The study, “Bronchiectasis in severe asthma: Clinical Features and Outcomes,” was published in the journal Annals of Allergy, Asthma, and Immunology.
Severe asthma, despite only accounting for 5 to 10 percent of asthma cases, disproportionately contributes to asthma-related healthcare costs. Identifying other conditions that occur most often with asthma is important because they can contribute to poor disease control.
Bronchiectasis — defined as an irreversible dilation of the airways — is frequently associated with asthma, reported in 17.5 to 80 percent of asthma cases.
Researchers set out to retrospectively investigate the prevalence of bronchiectasis in a group of patients with severe asthma, and to determine the characteristics and outcomes of these patients in regards to exacerbation rates and hospitalizations.
The team reviewed the medical reports of 184 patients with confirmed severe asthma who underwent high-resolution computed tomography (CT) scanning of the chest and lungs.
Clinical data indicated that bronchiectasis was present in 86 of those patients (47%). Patients with both severe asthma and bronchiectasis had 2.24 times higher hypersensitivity to nonsteroidal anti-inflammatory drugs — such as aspirin — and a 1.89 times higher risk of gastroesophageal reflux disease than patients without bronchiectasis.
Patients with both diseases also had a more than fivefold lower risk of atopic dermatitis — a condition that makes the skin red and itchy — than patients without bronchiectasis.
Furthermore, patients with severe asthma and bronchiectasis had a more than twofold higher hospitalization rate for asthma exacerbations, as well as higher blood eosinophil levels — a type of immune cell.
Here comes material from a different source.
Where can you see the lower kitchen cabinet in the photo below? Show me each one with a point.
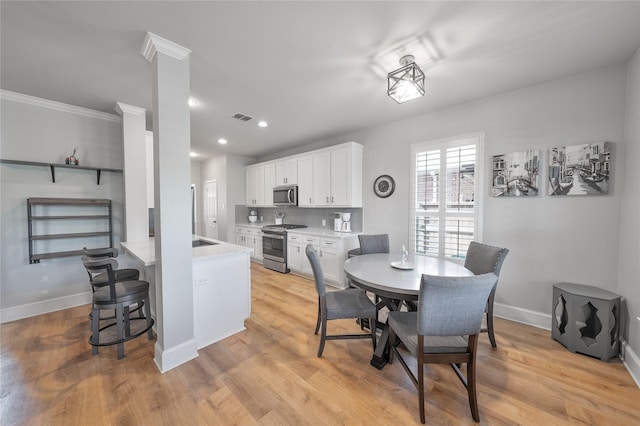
(251, 237)
(332, 251)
“Our study suggests that in subjects with severe asthma, the presence of bronchiectasis is associated with more frequent hospitalizations, concomitant gastroesophageal reflux disease, hypersensitivity to nonsteroidal anti-inflammatory drugs, and higher blood eosinophil counts,” the researchers wrote.
They suggest that given the high levels of eosinophils in these patients, bronchiectasis could represent a clinical feature of severe eosinophilic asthma — a more severe form of asthma.
As the full extent of eosinophils in this type of asthma is not yet understood, further studies should be conducted to determine their role in order to better guide treatment approaches.